= CANTAT-1 =

CANTAT-1 was the first Canadian transatlantic telephone cable, between Hampden, Newfoundland and eventually Grosses-Roches, Quebec and Oban, United Kingdom, which followed on from the success of TAT-1. It was conceived and approved as stage one of a proposed commonwealth round the world cable and was done at a cost of $8,500,000. The system was jointly owned by Cable & Wireless and the Canadian Overseas Telecommunication Corporation (COTC).

The system, involving the first commercial use of a new lightweight deep sea cable with a weight in water of about one-fifth that of armored deep sea cable, was laid in two phases. The first, CANTAT A, was the 2072 nmi ocean section laid by HMTS Monarch with the U.K. shore end laid by HMTS Ariel and the Canadian end laid by the U.S. Army CS Albert J. Myer. The second phase, linked by overland cable from Hampden to Corner Brook, Newfoundland, was the 400 nmi segment laid by HMTS CS Alert with both shore ends laid by CS Hadsund.

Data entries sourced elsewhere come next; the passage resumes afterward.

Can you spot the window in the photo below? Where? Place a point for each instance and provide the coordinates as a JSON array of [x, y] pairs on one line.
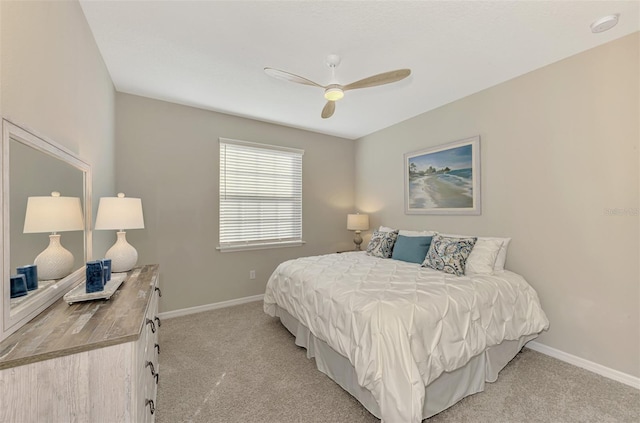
[[260, 196]]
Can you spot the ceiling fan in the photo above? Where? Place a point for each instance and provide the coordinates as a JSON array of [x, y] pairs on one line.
[[334, 91]]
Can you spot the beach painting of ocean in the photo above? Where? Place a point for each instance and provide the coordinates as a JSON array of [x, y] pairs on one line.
[[444, 179]]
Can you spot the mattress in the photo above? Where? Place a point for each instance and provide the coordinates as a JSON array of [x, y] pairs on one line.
[[399, 325]]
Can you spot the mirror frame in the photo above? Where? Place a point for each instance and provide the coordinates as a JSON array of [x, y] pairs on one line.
[[14, 319]]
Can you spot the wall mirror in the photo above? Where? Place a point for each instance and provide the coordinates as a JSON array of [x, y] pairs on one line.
[[34, 166]]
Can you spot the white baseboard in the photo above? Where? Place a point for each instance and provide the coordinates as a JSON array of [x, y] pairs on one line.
[[586, 364], [207, 307]]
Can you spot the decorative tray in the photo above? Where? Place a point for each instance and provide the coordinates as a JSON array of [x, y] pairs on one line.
[[79, 293]]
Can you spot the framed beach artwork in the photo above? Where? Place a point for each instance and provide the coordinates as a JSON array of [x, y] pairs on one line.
[[443, 179]]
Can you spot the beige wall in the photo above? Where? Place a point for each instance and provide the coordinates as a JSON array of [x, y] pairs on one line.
[[559, 148], [53, 81], [168, 155]]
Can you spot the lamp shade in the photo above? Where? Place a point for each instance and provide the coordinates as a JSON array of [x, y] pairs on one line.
[[119, 213], [53, 214], [357, 222]]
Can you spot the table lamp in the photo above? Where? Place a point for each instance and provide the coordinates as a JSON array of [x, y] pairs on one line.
[[357, 222], [120, 213], [53, 214]]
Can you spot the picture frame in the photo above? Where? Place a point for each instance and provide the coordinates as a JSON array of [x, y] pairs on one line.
[[444, 179]]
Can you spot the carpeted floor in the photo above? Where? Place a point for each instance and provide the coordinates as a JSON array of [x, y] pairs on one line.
[[239, 365]]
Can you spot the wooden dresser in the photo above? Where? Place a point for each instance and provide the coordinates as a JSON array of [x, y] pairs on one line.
[[94, 361]]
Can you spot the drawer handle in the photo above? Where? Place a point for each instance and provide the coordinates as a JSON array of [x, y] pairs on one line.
[[153, 326], [153, 370], [151, 405]]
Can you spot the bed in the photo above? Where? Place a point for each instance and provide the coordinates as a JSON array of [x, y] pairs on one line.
[[405, 340]]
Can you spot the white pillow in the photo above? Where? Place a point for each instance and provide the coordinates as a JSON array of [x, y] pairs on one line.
[[483, 256], [502, 254], [416, 233], [385, 229]]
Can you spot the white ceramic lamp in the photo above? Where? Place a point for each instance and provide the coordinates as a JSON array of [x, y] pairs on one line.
[[53, 214], [120, 213], [357, 223]]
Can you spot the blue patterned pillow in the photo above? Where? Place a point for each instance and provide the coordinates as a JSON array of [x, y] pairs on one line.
[[381, 244], [449, 255]]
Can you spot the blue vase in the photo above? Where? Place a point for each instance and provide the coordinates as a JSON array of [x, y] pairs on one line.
[[95, 276], [106, 265], [30, 272], [18, 286]]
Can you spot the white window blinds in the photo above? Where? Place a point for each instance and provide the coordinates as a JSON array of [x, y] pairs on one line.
[[260, 195]]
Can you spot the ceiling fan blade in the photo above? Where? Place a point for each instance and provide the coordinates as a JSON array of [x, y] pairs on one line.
[[380, 79], [287, 76], [328, 109]]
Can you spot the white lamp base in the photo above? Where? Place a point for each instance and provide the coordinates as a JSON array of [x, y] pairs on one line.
[[55, 262], [122, 254]]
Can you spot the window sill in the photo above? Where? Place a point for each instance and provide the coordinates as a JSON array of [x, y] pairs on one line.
[[249, 247]]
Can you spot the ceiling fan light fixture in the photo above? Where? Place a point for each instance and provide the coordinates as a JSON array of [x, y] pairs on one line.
[[333, 93]]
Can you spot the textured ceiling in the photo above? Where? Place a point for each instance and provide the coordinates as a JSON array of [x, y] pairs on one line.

The new Trans Atlantic cables, TAT-1, CANTAT-1 and TAT-2, with their high capacity brought about a major change in regulations, with specific changes in the U.S. Federal Communications Commission policies regarding lease of foreign cable channels by U.S. international record carriers. CANTAT-1 operated from 1961 to 1986, initially carrying 60 telephone circuits, later modified from 4 kHz channels to 3 kHz channels, expanding capacity to 80 telephone circuits.